Ce que nous semons n'est pas une garantie de floraison future

C’est une constatation, nous devons parfois agir avec des personnes que nous n’aurions jamais choisi comme partenaire. C’est particulièrement le cas dans les relations de travail. Il est très difficile de défendre un dossier ou un projet s’il n’y a pas d’affinité, si le chemin de l’entente et de la complicité ne se fait pas. Tout aussi difficile si l’autre personne tente de pénétrer votre sphère privée en vous posant des questions déplacées ou en vous racontant en boucle ces petites misères. Lorsque la relation n’est pas reconnue d’un côté ou de l’autre, le lien reste stérile.

Entreprendre un nettoyage intérieur

Les relations « bof,bof » ne sont pas un mal en soit, je dirais même quelles peuvent être nécessaires pour notre construction intérieure.

Comment cela est-il possible ?

Laissez-moi vous partager mon observation.

Comme beaucoup d’entre vous, j’ai une page fb.

Parfois, je prends le temps de jeter un coup d’œil sur le mur de mes … amis-es … et ça me laisse de glace. Disons, pour paraître plus humaine, que je ne ressens pas ce petit truc qui ferait que je me sens connectée.

Pourtant, j’ai accepté l’invitation – il y a tellement d’invitations que je refuse – mais parfois, je me dis, pourquoi pas !

C’est ainsi que la liste de mes amis-es s’agrandit, ce qui me fait sourire, c’est ce terme : amis.

Il y a quelques semaines, j’ai pris le temps de regarder qui figurait dans ma liste. Ce fut un grand moment.

Toutes ces personnes que je ne connaissais pas, toutes ces personnes où les noms ne me disaient rien.
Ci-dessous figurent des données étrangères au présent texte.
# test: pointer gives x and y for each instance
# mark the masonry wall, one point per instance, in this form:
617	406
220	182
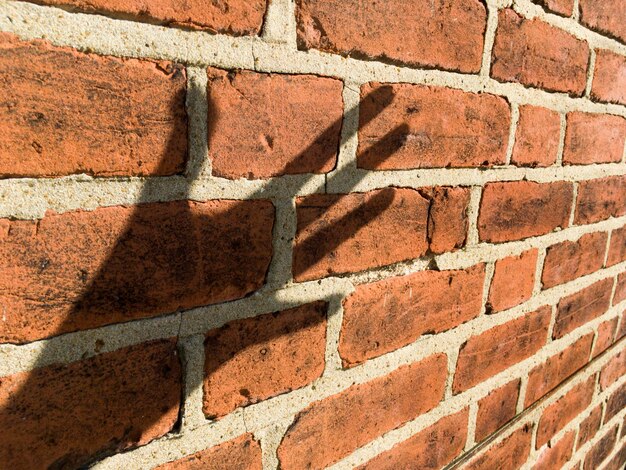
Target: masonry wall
329	233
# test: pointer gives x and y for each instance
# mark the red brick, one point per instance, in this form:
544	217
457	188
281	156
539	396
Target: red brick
577	309
589	427
617	249
605	16
556	416
547	376
600	199
428	127
250	360
386	315
67	112
522	209
537	137
263	125
513	281
601	450
363	412
615	404
241	453
397	31
614	370
81	270
609	78
236	17
511	453
496	409
433	448
593	138
68	416
570	260
522	54
563	7
606	333
497	349
557	455
339	233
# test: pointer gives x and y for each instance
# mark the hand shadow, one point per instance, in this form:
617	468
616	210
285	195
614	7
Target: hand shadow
164	258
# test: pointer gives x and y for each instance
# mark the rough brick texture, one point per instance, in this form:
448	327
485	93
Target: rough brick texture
124	263
237	17
447	34
522	54
412	126
386	315
67	112
263	125
69	416
380	405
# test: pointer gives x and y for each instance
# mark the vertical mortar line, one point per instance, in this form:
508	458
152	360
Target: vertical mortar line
279	24
192	349
561	148
512	132
490	35
541	261
198	164
472	215
283	234
590	72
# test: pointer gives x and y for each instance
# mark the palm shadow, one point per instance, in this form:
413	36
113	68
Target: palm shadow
168	257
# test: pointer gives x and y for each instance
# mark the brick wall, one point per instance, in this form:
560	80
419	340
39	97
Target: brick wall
276	234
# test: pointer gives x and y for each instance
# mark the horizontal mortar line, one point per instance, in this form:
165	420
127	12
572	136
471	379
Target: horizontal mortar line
28	198
130	39
214	433
532	413
80	344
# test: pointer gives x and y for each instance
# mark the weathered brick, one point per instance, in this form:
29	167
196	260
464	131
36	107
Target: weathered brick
589	427
448	34
250	360
617	249
522	209
68	416
614	370
606	333
363	412
570	260
386	315
609	78
67	112
547	376
556	416
522	54
557	455
605	16
600	199
513	281
243	452
349	233
593	138
497	349
263	125
80	270
236	17
563	7
601	450
511	453
577	309
419	126
432	448
537	137
496	409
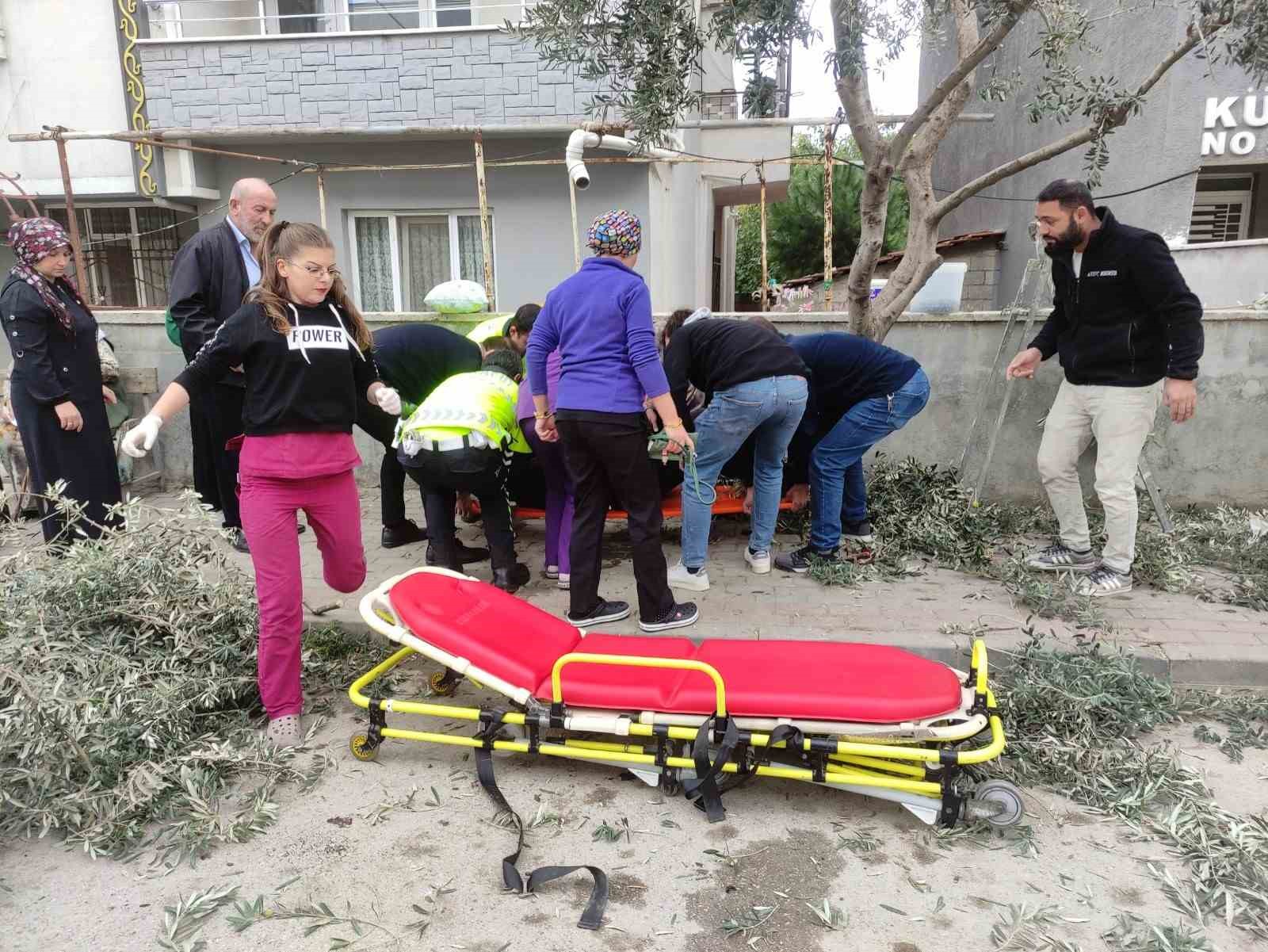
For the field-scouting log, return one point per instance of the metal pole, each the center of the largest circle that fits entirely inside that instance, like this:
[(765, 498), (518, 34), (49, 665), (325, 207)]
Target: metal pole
[(486, 239), (73, 222), (321, 196), (761, 178), (828, 155), (576, 234)]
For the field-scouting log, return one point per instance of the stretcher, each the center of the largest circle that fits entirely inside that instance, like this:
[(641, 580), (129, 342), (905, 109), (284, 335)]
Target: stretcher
[(729, 503), (693, 719)]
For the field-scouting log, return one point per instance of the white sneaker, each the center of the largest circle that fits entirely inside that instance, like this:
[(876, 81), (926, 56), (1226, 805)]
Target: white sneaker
[(1103, 581), (758, 562), (682, 579)]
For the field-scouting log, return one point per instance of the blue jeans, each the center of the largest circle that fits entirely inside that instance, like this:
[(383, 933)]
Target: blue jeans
[(837, 487), (771, 411)]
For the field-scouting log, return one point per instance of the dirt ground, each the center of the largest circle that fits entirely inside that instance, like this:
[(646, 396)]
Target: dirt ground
[(676, 880)]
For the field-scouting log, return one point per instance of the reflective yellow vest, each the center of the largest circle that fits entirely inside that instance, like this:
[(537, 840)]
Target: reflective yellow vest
[(481, 401), (492, 327)]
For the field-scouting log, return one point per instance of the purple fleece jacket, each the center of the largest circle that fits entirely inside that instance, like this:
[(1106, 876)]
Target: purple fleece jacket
[(602, 322)]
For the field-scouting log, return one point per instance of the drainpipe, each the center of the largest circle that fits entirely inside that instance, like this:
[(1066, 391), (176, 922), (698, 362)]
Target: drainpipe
[(580, 140)]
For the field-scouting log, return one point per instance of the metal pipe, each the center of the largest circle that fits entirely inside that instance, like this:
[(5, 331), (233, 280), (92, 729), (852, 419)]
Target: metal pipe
[(828, 155), (321, 196), (486, 243), (761, 178), (576, 232), (73, 222)]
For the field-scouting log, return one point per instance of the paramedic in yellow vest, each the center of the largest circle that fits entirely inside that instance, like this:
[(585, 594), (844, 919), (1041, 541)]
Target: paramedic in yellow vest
[(460, 439)]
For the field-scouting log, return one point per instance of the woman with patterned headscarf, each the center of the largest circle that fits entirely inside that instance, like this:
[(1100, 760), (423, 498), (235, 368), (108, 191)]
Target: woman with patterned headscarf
[(609, 366), (56, 385)]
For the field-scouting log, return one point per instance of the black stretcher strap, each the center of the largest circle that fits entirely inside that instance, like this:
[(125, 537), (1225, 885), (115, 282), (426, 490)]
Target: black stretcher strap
[(513, 879), (704, 789)]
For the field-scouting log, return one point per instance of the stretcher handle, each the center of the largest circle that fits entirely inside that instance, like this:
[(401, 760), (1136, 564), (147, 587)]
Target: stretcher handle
[(634, 660), (980, 664)]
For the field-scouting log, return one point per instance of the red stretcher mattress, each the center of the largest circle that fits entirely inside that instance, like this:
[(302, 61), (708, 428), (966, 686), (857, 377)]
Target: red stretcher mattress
[(520, 643)]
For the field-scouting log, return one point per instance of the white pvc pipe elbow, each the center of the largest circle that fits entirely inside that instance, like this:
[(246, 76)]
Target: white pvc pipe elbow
[(581, 140)]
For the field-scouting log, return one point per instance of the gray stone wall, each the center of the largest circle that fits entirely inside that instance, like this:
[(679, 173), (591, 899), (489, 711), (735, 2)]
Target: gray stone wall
[(437, 78)]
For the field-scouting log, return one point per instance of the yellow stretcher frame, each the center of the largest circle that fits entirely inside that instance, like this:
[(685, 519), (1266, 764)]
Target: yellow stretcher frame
[(915, 774)]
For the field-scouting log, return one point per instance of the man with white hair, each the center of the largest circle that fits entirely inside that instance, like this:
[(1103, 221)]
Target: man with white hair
[(209, 277)]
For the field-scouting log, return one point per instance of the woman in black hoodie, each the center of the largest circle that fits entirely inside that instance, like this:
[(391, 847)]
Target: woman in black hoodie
[(304, 351)]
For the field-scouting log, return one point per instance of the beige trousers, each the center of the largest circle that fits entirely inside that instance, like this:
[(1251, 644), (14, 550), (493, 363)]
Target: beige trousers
[(1119, 419)]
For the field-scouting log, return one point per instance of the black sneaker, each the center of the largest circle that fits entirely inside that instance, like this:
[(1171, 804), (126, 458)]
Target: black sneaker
[(678, 617), (857, 531), (466, 554), (799, 560), (403, 533), (600, 615), (510, 579)]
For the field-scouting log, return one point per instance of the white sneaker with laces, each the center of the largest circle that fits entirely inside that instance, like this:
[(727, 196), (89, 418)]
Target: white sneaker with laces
[(693, 582), (758, 562)]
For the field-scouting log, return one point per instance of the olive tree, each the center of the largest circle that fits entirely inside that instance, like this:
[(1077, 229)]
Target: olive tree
[(644, 55)]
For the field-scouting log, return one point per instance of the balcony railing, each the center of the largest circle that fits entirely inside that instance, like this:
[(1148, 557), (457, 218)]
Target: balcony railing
[(198, 19)]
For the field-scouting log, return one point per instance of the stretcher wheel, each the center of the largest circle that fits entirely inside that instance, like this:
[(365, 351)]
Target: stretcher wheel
[(444, 682), (361, 748), (999, 803)]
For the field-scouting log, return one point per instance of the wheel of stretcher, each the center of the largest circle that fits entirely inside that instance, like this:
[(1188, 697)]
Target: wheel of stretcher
[(361, 747), (999, 803), (441, 683)]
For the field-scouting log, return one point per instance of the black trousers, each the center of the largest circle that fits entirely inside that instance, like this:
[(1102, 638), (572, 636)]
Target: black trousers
[(481, 472), (606, 455), (382, 427), (220, 408)]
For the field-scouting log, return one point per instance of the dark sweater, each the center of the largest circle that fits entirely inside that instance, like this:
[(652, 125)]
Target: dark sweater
[(416, 359), (1130, 319), (307, 380), (847, 369), (716, 354)]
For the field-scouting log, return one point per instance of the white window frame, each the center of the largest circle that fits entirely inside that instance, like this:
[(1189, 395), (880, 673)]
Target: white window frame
[(1220, 198), (393, 217)]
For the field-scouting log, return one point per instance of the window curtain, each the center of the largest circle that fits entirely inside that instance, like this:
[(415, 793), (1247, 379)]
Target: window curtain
[(374, 264), (424, 258), (471, 249)]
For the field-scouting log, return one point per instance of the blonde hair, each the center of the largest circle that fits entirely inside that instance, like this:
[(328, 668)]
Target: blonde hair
[(285, 240)]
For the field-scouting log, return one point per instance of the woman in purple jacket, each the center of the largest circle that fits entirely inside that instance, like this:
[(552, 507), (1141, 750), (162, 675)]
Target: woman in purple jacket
[(600, 321)]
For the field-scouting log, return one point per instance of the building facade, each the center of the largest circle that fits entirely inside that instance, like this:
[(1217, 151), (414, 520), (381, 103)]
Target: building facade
[(1195, 159), (359, 82)]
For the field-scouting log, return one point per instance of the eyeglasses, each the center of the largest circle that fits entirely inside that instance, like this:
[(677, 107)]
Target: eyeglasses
[(317, 270)]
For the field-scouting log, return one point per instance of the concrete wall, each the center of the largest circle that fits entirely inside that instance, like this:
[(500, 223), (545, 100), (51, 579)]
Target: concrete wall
[(978, 293), (1162, 142), (63, 69), (1220, 457), (429, 78)]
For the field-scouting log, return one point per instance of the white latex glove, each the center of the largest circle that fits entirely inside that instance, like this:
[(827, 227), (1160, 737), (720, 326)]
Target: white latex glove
[(141, 438), (388, 401)]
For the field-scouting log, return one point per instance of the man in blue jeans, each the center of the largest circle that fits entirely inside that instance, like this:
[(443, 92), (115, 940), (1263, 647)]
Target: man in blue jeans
[(860, 393), (756, 387)]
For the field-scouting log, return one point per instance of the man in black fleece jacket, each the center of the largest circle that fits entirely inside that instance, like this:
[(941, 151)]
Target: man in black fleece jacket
[(1129, 332)]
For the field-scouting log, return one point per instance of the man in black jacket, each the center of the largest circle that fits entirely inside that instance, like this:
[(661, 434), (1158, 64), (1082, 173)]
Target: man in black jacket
[(209, 275), (1129, 332)]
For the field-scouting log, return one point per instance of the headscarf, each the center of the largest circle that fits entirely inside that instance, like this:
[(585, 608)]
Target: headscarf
[(618, 232), (32, 240)]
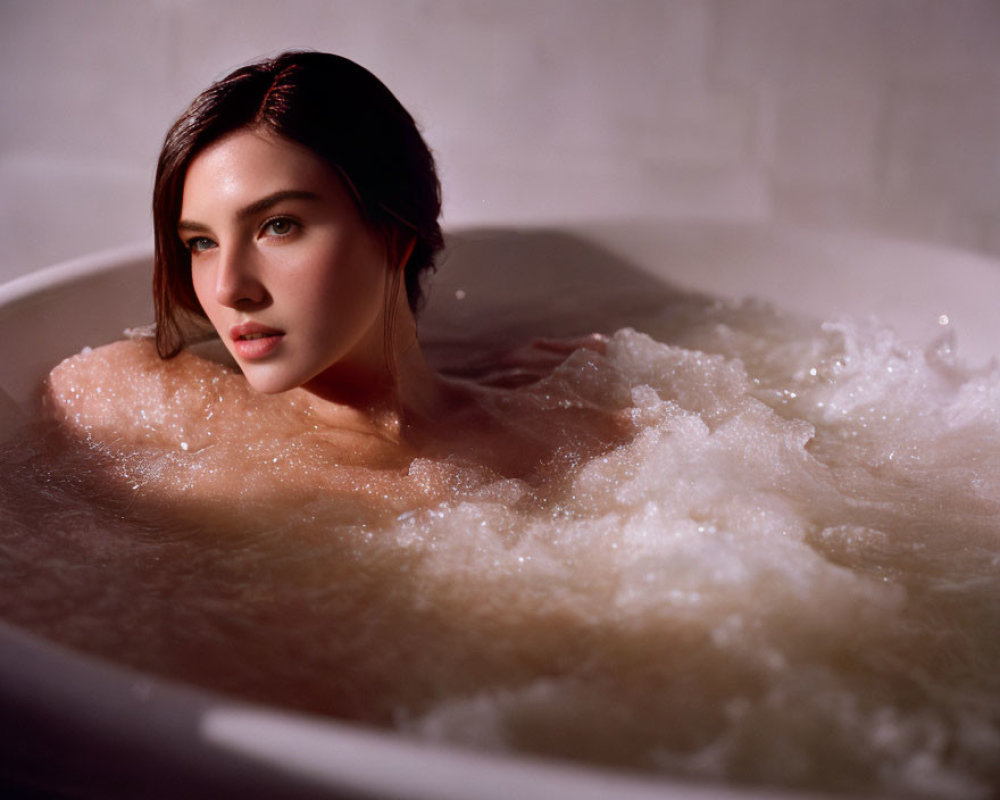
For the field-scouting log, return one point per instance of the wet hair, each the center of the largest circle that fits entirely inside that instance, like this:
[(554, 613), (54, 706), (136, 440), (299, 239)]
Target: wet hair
[(343, 114)]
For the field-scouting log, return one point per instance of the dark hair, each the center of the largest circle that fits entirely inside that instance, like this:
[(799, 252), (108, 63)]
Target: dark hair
[(342, 113)]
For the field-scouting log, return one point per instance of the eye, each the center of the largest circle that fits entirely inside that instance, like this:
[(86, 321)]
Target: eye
[(279, 226), (199, 244)]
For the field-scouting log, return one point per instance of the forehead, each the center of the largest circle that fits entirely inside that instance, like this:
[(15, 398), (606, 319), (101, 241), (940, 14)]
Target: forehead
[(246, 165)]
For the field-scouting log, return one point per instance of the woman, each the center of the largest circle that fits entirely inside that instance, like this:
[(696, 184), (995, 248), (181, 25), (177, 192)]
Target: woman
[(748, 587), (296, 210)]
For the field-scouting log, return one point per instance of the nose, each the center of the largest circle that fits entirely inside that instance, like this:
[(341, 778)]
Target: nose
[(237, 280)]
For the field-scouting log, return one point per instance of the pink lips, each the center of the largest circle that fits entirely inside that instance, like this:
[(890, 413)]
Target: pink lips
[(253, 341)]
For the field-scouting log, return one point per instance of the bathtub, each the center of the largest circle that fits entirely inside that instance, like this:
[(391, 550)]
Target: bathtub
[(75, 724)]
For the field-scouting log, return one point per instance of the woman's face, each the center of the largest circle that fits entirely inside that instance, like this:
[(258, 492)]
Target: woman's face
[(282, 263)]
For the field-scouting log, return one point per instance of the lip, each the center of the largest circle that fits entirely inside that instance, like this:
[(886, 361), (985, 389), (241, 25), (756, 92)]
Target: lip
[(263, 342)]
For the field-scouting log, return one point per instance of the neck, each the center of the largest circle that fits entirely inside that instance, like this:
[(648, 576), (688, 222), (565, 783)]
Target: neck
[(392, 391)]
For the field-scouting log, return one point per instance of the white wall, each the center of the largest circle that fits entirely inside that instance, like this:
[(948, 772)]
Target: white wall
[(879, 115)]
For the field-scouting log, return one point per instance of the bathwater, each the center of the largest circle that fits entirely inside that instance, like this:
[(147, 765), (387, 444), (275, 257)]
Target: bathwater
[(785, 572)]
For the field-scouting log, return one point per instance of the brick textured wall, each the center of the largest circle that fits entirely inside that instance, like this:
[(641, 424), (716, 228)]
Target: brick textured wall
[(864, 115)]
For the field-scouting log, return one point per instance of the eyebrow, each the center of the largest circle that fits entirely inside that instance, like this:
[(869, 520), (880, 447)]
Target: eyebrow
[(256, 207)]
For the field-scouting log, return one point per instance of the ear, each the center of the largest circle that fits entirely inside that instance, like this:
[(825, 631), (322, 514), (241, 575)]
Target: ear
[(405, 252)]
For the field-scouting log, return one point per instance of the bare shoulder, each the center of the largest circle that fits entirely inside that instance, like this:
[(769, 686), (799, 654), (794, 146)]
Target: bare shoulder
[(125, 393)]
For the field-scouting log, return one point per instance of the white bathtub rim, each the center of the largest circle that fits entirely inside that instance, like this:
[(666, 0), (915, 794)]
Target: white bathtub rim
[(57, 275), (317, 756)]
J’ai alors eu ce réflexe. J’ai retiré de ma liste toutes les personnes avec qui je n’avais eu aucun contact depuis 5 ans … et celles qui avaient appartenues à des personnes décédées depuis – aucun risque qu’elles me donnent des nouvelles ou que je lise leurs derniers posts -  Ce fut une belle cure d’amaigrissement.

Ce travail effectué, j’ai accompli le même processus dans ma liste de contact, adresse de messagerie : Le no de tél du guide qui m’avait été donné lors d’une escapade en Italie … L’adresse courriel d’une personne qui m’avait parlé d’un truc il y a des années mais à qui je n’avais jamais écrit … Ces contacts professionnels que j’avais il y a une dizaine d’année mais que je ne vois plus … et là aussi, les personnes qui depuis sont décédées … un nettoyage efficace !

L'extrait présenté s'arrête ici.